The part that’s less obvious, the part that’s more important, is the vulnerability of a relationship that has lasted so long. It isn’t a vulnerability that comes with boredom or complacency because these aren’t people looking for something new. In fact, it’s quite the opposite. These are people who are comfortable with, perhaps subconsciously cling to, the familiarities and rituals they have built up over 45 years. The film is rich with little suggestions of this. So when something like the unexpected reemergence of the corpse of a past love enters this familiar space, it might not crumble the house, but it chips the paint, and chipped paint is the kind of thing that gnaws at someone because they know it’s there and they can’t leave it alone.
And therein lies the never-aging frailty of the human ego that Haigh gets so right. With the reemergence of Katya’s body, Geoff is whisked back to the past and once again reminded of a love realized and yet left incomplete by tragedy. If he were a 40-something who had run into a high school flame at a reunion, he might buy a flashy car. He’s not that guy. Instead, he starts smoking again. He tries reading Kierkegaard again. He moves a little closer to being that irritable old man who wonders if he did it right. He worries that his old love’s frozen body has not aged a day while his has aged thousands. These little changes, these little comments, this renewed interest in a time he long filed away keeps the paint chipping and threatens to crack a wall.
Kate is in tune with it all. Acutely.
At first, it’s not that big a deal. Sure, it’s an old love, but it’s a dead love. However, as Geoff’s interest in Kierkegaard and finding old mementos increases, and as those moments when the couple would share quiet small talk turn into a discussion about Katya (again), Kate wears down. She asks questions—little ones—that illustrate the stoic and supportive face she wears on the outside hides an unraveling self-confidence on the inside.
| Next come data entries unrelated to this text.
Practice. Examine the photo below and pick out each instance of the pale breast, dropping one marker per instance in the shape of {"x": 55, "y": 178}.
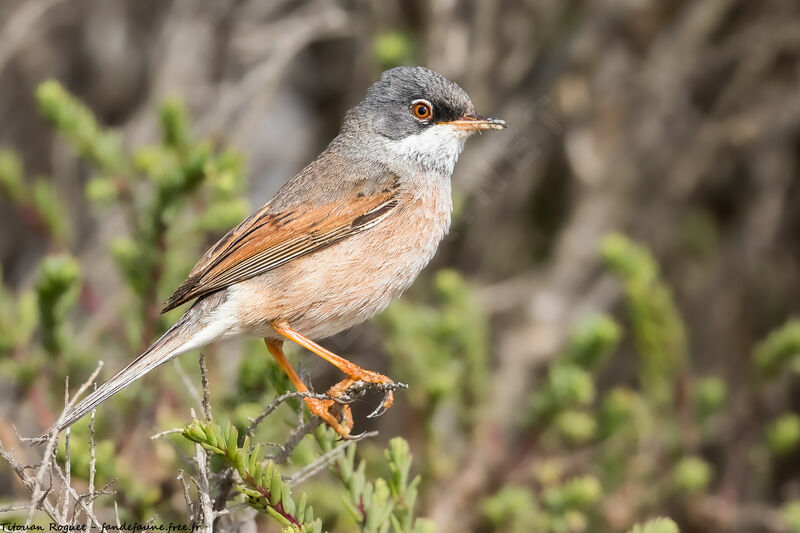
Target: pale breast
{"x": 349, "y": 282}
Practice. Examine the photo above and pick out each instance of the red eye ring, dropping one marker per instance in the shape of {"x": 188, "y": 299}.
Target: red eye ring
{"x": 422, "y": 110}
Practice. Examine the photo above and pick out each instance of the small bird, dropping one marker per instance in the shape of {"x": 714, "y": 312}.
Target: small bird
{"x": 335, "y": 245}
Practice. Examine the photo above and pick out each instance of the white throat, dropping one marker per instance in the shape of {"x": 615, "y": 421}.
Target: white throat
{"x": 436, "y": 149}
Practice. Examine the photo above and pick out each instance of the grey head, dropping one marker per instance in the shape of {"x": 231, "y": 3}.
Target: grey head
{"x": 415, "y": 117}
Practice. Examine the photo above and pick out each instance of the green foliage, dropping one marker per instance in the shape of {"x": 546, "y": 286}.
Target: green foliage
{"x": 692, "y": 474}
{"x": 442, "y": 349}
{"x": 385, "y": 503}
{"x": 592, "y": 341}
{"x": 56, "y": 292}
{"x": 780, "y": 351}
{"x": 37, "y": 202}
{"x": 791, "y": 515}
{"x": 710, "y": 396}
{"x": 783, "y": 434}
{"x": 657, "y": 525}
{"x": 262, "y": 485}
{"x": 79, "y": 126}
{"x": 393, "y": 48}
{"x": 513, "y": 509}
{"x": 658, "y": 328}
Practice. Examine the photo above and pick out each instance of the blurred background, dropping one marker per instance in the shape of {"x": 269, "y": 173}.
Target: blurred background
{"x": 606, "y": 335}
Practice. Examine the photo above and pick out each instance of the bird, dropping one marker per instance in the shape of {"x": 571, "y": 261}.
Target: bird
{"x": 334, "y": 246}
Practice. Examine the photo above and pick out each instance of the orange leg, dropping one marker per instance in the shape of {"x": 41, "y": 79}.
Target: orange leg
{"x": 321, "y": 408}
{"x": 353, "y": 371}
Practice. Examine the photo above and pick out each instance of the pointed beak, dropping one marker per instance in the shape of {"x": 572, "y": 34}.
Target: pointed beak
{"x": 476, "y": 123}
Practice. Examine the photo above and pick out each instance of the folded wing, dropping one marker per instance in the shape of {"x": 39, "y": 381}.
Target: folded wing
{"x": 266, "y": 240}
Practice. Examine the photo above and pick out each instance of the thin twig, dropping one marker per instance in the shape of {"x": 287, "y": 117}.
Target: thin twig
{"x": 203, "y": 488}
{"x": 274, "y": 404}
{"x": 92, "y": 468}
{"x": 116, "y": 514}
{"x": 29, "y": 482}
{"x": 67, "y": 457}
{"x": 51, "y": 442}
{"x": 165, "y": 433}
{"x": 294, "y": 439}
{"x": 206, "y": 404}
{"x": 325, "y": 459}
{"x": 188, "y": 383}
{"x": 79, "y": 499}
{"x": 189, "y": 504}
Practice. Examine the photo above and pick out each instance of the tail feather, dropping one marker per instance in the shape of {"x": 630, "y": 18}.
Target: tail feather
{"x": 164, "y": 349}
{"x": 206, "y": 321}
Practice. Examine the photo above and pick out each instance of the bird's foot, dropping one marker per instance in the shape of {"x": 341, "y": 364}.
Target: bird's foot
{"x": 331, "y": 413}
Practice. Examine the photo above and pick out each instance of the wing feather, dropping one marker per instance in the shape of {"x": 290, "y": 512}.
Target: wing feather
{"x": 267, "y": 240}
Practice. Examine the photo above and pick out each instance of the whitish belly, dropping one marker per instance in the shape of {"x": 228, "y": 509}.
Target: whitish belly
{"x": 346, "y": 284}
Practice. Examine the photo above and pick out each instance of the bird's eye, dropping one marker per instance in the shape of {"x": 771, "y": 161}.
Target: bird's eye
{"x": 421, "y": 109}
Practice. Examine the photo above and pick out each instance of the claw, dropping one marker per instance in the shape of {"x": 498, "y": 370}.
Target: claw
{"x": 386, "y": 403}
{"x": 353, "y": 437}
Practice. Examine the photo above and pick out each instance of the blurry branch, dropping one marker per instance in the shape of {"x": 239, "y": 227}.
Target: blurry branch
{"x": 25, "y": 25}
{"x": 39, "y": 496}
{"x": 262, "y": 485}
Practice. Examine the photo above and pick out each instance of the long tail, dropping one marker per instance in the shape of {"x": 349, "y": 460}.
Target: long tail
{"x": 194, "y": 330}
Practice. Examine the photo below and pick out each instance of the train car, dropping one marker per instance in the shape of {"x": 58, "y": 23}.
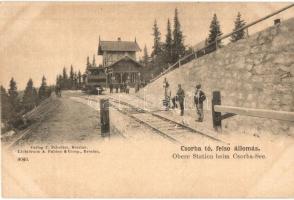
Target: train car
{"x": 95, "y": 80}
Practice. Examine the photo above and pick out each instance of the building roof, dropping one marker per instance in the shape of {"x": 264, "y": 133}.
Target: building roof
{"x": 117, "y": 46}
{"x": 125, "y": 58}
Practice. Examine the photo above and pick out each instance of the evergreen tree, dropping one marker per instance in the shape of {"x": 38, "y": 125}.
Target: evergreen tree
{"x": 145, "y": 56}
{"x": 215, "y": 31}
{"x": 30, "y": 97}
{"x": 75, "y": 81}
{"x": 64, "y": 81}
{"x": 156, "y": 42}
{"x": 168, "y": 44}
{"x": 178, "y": 41}
{"x": 43, "y": 90}
{"x": 13, "y": 94}
{"x": 71, "y": 77}
{"x": 88, "y": 62}
{"x": 239, "y": 23}
{"x": 79, "y": 79}
{"x": 94, "y": 61}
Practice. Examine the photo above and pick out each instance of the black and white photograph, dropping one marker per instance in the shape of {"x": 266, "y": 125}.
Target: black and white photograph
{"x": 147, "y": 99}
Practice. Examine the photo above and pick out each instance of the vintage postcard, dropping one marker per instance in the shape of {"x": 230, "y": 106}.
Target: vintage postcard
{"x": 147, "y": 99}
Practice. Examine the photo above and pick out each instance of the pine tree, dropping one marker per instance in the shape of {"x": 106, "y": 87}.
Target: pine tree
{"x": 239, "y": 23}
{"x": 64, "y": 81}
{"x": 156, "y": 43}
{"x": 79, "y": 79}
{"x": 178, "y": 42}
{"x": 145, "y": 56}
{"x": 13, "y": 94}
{"x": 43, "y": 90}
{"x": 88, "y": 65}
{"x": 30, "y": 97}
{"x": 168, "y": 44}
{"x": 71, "y": 77}
{"x": 215, "y": 31}
{"x": 94, "y": 61}
{"x": 75, "y": 81}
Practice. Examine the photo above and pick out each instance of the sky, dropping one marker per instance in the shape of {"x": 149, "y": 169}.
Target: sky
{"x": 39, "y": 39}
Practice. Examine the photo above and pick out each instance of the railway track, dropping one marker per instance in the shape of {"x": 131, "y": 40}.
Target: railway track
{"x": 169, "y": 129}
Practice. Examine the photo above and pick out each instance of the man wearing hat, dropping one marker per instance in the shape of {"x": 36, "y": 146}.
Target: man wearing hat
{"x": 199, "y": 98}
{"x": 181, "y": 97}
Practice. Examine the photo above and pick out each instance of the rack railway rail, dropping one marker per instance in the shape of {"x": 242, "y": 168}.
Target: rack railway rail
{"x": 38, "y": 115}
{"x": 169, "y": 129}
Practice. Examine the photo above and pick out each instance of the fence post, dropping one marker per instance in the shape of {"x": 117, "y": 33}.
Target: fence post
{"x": 104, "y": 117}
{"x": 216, "y": 116}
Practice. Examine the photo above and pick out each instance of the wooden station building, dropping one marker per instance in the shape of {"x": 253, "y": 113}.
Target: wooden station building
{"x": 119, "y": 61}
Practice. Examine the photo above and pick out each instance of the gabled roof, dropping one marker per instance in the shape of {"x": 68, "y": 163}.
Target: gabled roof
{"x": 117, "y": 46}
{"x": 125, "y": 58}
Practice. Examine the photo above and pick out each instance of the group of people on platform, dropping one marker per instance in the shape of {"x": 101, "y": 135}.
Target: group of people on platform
{"x": 199, "y": 98}
{"x": 123, "y": 87}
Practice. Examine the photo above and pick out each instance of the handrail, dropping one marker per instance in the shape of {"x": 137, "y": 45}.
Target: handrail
{"x": 221, "y": 38}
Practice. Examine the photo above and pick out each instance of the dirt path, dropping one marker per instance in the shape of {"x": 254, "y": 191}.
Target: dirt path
{"x": 70, "y": 121}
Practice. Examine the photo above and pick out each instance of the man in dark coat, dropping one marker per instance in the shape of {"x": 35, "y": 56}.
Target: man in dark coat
{"x": 199, "y": 98}
{"x": 181, "y": 98}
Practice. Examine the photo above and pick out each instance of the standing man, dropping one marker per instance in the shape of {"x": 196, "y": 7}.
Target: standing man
{"x": 166, "y": 100}
{"x": 199, "y": 98}
{"x": 181, "y": 98}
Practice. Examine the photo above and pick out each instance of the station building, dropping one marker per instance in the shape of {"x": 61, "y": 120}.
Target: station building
{"x": 120, "y": 62}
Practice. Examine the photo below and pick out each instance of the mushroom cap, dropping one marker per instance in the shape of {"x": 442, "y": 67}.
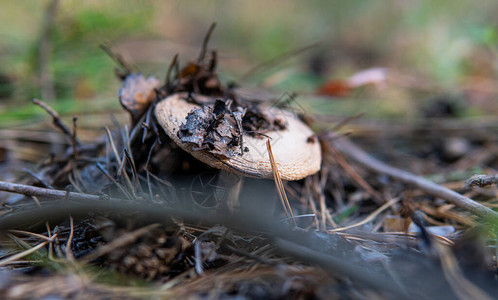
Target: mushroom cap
{"x": 296, "y": 153}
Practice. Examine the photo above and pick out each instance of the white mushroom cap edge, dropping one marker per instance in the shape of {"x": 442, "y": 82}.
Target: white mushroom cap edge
{"x": 296, "y": 155}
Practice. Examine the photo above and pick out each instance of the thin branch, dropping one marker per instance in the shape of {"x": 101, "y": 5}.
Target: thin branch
{"x": 369, "y": 217}
{"x": 56, "y": 119}
{"x": 350, "y": 150}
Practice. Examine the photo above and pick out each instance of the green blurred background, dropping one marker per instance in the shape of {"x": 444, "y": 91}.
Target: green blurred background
{"x": 446, "y": 47}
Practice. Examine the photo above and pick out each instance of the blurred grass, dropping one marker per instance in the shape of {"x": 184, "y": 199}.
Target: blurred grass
{"x": 444, "y": 42}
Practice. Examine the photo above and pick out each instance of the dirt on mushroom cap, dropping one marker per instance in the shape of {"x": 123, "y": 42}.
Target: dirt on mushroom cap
{"x": 296, "y": 157}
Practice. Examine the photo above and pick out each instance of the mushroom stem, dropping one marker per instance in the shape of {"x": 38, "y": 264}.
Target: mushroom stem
{"x": 232, "y": 184}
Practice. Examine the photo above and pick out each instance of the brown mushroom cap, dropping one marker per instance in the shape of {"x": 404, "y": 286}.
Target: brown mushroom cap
{"x": 296, "y": 155}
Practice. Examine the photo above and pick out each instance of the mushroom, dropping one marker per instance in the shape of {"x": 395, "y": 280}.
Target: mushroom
{"x": 296, "y": 150}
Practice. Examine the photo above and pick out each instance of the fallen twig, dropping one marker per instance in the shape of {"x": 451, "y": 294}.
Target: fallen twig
{"x": 350, "y": 150}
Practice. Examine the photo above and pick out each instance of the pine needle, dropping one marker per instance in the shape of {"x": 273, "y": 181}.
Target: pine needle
{"x": 280, "y": 186}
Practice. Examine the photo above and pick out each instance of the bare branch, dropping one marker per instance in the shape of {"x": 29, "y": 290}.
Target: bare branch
{"x": 350, "y": 150}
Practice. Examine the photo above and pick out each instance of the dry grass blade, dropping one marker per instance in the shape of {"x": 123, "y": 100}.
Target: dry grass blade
{"x": 355, "y": 176}
{"x": 278, "y": 183}
{"x": 370, "y": 217}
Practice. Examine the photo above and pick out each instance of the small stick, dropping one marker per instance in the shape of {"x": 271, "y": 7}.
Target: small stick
{"x": 117, "y": 58}
{"x": 481, "y": 180}
{"x": 74, "y": 138}
{"x": 170, "y": 68}
{"x": 28, "y": 190}
{"x": 119, "y": 242}
{"x": 349, "y": 149}
{"x": 205, "y": 42}
{"x": 55, "y": 119}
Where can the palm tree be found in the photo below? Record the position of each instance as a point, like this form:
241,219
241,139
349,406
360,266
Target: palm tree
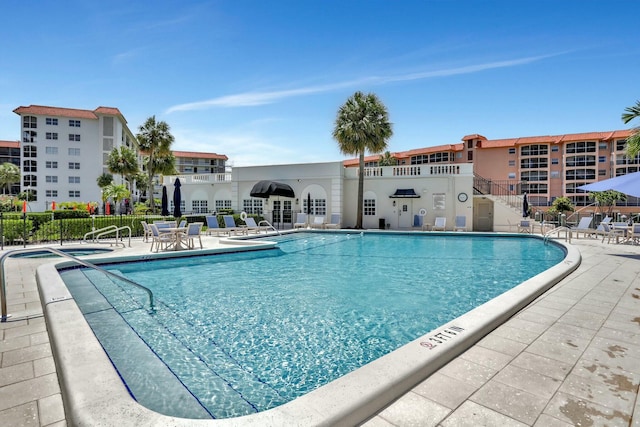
123,162
154,140
362,124
633,141
9,174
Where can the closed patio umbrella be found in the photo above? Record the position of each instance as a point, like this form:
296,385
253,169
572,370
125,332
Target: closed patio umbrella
165,202
177,213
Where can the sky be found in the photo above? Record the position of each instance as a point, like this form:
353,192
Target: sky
262,81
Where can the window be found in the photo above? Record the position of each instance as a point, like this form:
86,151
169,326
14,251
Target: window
29,151
369,207
29,122
199,206
252,206
30,181
534,150
30,166
223,204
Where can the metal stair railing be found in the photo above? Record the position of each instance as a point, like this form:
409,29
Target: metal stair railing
3,290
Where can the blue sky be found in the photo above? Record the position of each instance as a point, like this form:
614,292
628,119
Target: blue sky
262,81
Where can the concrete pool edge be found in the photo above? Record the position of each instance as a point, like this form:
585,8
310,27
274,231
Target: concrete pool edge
95,395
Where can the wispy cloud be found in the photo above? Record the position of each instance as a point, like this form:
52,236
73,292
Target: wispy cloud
249,99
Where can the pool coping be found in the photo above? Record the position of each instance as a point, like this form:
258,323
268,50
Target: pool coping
95,395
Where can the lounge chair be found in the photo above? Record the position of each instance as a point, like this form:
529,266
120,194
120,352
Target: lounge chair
193,232
335,221
525,226
253,227
584,227
440,224
160,240
301,220
461,223
231,227
318,222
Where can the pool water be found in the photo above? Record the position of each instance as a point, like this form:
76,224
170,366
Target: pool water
239,333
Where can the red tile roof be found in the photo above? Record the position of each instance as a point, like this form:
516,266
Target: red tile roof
42,110
10,144
196,155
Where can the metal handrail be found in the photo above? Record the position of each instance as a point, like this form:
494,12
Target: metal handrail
107,230
3,290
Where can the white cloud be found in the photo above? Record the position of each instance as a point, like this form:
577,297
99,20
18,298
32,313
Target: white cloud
249,99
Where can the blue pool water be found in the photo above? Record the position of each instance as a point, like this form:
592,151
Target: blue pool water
240,333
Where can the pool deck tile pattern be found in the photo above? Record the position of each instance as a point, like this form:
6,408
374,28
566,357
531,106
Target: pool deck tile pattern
570,358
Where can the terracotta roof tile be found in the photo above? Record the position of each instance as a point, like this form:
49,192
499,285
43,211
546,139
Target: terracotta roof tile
41,110
10,144
193,154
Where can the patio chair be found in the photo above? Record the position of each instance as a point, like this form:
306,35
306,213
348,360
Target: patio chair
461,223
439,224
301,220
213,226
253,227
160,240
193,232
335,221
584,227
318,222
147,233
230,225
525,226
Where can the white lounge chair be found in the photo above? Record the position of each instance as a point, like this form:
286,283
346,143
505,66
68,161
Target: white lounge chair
335,221
461,223
230,225
584,227
318,222
440,224
301,220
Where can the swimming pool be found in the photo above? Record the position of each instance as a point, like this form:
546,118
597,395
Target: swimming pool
432,279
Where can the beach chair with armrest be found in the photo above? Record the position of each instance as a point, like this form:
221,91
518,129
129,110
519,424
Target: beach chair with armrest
301,220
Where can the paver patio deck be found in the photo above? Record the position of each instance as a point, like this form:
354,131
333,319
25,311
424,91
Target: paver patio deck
570,358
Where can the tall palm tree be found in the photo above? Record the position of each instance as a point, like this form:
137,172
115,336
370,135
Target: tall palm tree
9,174
154,140
123,162
633,142
362,124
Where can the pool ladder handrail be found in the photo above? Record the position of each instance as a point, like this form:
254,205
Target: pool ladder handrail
558,229
3,290
105,231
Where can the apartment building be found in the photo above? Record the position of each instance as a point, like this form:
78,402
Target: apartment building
65,150
10,153
545,167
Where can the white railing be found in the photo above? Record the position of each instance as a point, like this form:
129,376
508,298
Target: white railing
412,171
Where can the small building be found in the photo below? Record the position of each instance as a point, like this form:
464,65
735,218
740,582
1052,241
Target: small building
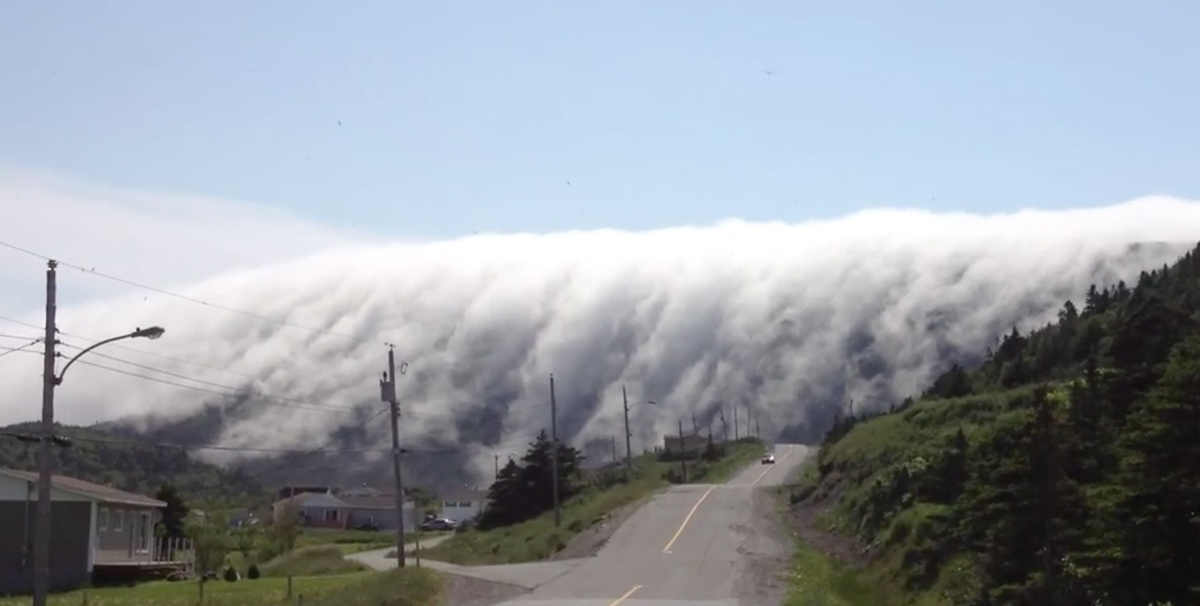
693,444
93,527
348,511
462,504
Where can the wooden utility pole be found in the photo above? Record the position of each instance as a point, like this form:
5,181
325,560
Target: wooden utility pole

Learning something new and unexpected only exacerbates the problem because now it feels like Geoff is hiding something. When she starts poking around in the attic, her disbelief is crippling. The stakes are immeasurable because it’s not as if she might lose her husband to some fling the way a 40-year-old might; she might lose her husband to a ghost, and there’s no fighting that.
Rampling plays her incredibly deep and complex role to perfection. There is no scenery to chew, no impassioned speech to make, no confrontation to be had with “the other woman,” so in the absence of that, Rampling wields subtlety like a surgeon with a scalpel: precise, efficient, effective. It’s an amazing performance, and one made greater by the fact that Haigh keeps her the focus of almost every scene. But Courtenay is no slouch either, and it takes a real actor to be convincing in his late-life change and give Rampling everything she needs to shine.
Love does not have a finish line. There is no point along the timeline of a relationship where someone can say, “We made it this far; nothing can come between us now.” A relationship is like any other living thing: it needs constant care and attention, and it is always susceptible to damage, whether it’s a budding flower of romance or a mighty oak of marriage. With 45 Years, Andrew Haigh and his pair of stars prove this to be true, and they do so in the most well-measured yet mesmerizing of ways.